Dates: 01/09 - 05/14 (5yrs 4mths)
Position: Consultant / Senior Business Analyst
Employer: Cognizant Technology Solutions India Pvt. Ltd
Country: INDIA

Please note that the Department of Immigration and Border Protection reserves the right to undertake
further investigation regarding your skilled employment experience.

While the ACS is authorised to assess ICT skills assessments, the final decision in awarding points
remains with the Department of Immigration and Border Protection.

This assessment is valid for a period of 24 months from the date of this letter.

Any help in this would be really appreciated


----------



## Danav_Singh (Sep 1, 2014)

secure12345 said:


> Hi All,
> 
> I have 6 years and 11 months of experience as a ICT Business Analyst from various IT organizations and got a +positive assessment from ACS on August 6th 2014.
> 
> ...


Its 0 points. its clearly written that Experience after September 2013 will be considered as skilled. there can't be any second opinion on this. Beware of such agents who misleads to get your hard earned money.


----------



## GinjaNINJA (Apr 29, 2014)

also to add to Danav's response nothing has been mentioned about your degree this means neither can you claim 15 points for education unless its assessed by Vetasses.
Work Experience = 0 points for sure.


----------



## secure12345 (Oct 9, 2014)

I had talked to a guy once who had done an assessment with ACS and had a BCOM. 
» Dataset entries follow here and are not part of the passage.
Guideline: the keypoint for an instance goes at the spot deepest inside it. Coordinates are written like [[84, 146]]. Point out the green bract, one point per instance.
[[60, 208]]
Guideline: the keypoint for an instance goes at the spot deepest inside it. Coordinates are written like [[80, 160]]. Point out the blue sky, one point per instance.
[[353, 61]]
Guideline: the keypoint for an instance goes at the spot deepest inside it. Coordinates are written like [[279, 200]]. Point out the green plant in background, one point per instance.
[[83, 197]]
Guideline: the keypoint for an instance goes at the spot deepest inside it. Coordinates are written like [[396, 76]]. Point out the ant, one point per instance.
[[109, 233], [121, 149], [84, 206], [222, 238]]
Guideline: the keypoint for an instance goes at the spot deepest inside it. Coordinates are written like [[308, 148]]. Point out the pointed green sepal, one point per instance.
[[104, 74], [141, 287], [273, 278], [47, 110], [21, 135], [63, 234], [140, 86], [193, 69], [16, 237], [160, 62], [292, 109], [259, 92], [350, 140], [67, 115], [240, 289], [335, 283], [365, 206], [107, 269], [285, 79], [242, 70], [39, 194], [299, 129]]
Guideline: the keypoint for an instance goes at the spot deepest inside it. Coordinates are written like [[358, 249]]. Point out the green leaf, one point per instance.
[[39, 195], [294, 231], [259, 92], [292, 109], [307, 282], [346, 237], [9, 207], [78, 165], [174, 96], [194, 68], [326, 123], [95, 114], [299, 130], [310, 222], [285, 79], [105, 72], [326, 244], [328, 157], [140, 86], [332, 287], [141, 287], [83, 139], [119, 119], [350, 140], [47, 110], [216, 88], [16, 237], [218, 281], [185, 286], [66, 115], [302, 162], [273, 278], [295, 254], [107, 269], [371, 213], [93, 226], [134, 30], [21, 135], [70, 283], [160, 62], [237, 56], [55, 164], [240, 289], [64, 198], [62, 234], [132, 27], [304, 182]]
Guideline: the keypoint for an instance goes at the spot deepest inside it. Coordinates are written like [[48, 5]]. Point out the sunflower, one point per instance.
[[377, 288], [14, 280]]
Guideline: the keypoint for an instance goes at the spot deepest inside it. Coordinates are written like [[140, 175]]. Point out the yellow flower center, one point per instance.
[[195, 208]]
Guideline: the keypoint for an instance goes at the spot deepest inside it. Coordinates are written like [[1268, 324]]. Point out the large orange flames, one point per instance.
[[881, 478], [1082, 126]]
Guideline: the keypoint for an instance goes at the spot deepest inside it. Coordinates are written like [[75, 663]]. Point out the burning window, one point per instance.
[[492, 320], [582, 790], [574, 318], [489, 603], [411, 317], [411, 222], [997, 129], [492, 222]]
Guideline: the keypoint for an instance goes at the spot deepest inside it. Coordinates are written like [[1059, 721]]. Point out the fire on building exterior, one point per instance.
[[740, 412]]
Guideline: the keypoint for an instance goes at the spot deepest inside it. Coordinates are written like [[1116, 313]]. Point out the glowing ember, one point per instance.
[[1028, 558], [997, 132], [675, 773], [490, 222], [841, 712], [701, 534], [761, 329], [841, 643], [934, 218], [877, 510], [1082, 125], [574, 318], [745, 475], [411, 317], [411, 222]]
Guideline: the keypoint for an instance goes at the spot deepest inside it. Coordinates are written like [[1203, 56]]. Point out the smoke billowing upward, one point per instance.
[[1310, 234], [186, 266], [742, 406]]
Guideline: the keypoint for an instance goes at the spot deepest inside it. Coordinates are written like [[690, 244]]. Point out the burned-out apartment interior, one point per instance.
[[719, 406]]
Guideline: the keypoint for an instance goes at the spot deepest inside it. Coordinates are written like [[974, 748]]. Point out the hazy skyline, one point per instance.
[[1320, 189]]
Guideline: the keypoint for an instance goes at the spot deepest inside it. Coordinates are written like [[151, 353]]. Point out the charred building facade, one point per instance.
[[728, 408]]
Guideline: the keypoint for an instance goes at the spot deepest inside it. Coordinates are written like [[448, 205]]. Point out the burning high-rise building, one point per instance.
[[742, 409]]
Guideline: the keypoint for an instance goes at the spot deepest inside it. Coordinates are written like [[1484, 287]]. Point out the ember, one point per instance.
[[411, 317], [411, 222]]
ACS will only give advice on a degree if its an ICT degree. It will not give an advice on a non-ICT qualification.

The same was confirmed by my MARA agent where we got the desired points by Vetasses assessment.


----------



## pori37 (Apr 14, 2015)

hi

can anyone share roles and responsibilties as business analyst with +ve acs pls


----------



## Indranilsen78 (Jul 28, 2015)

Hi secure12345 can you please share ur id as i have some queries


----------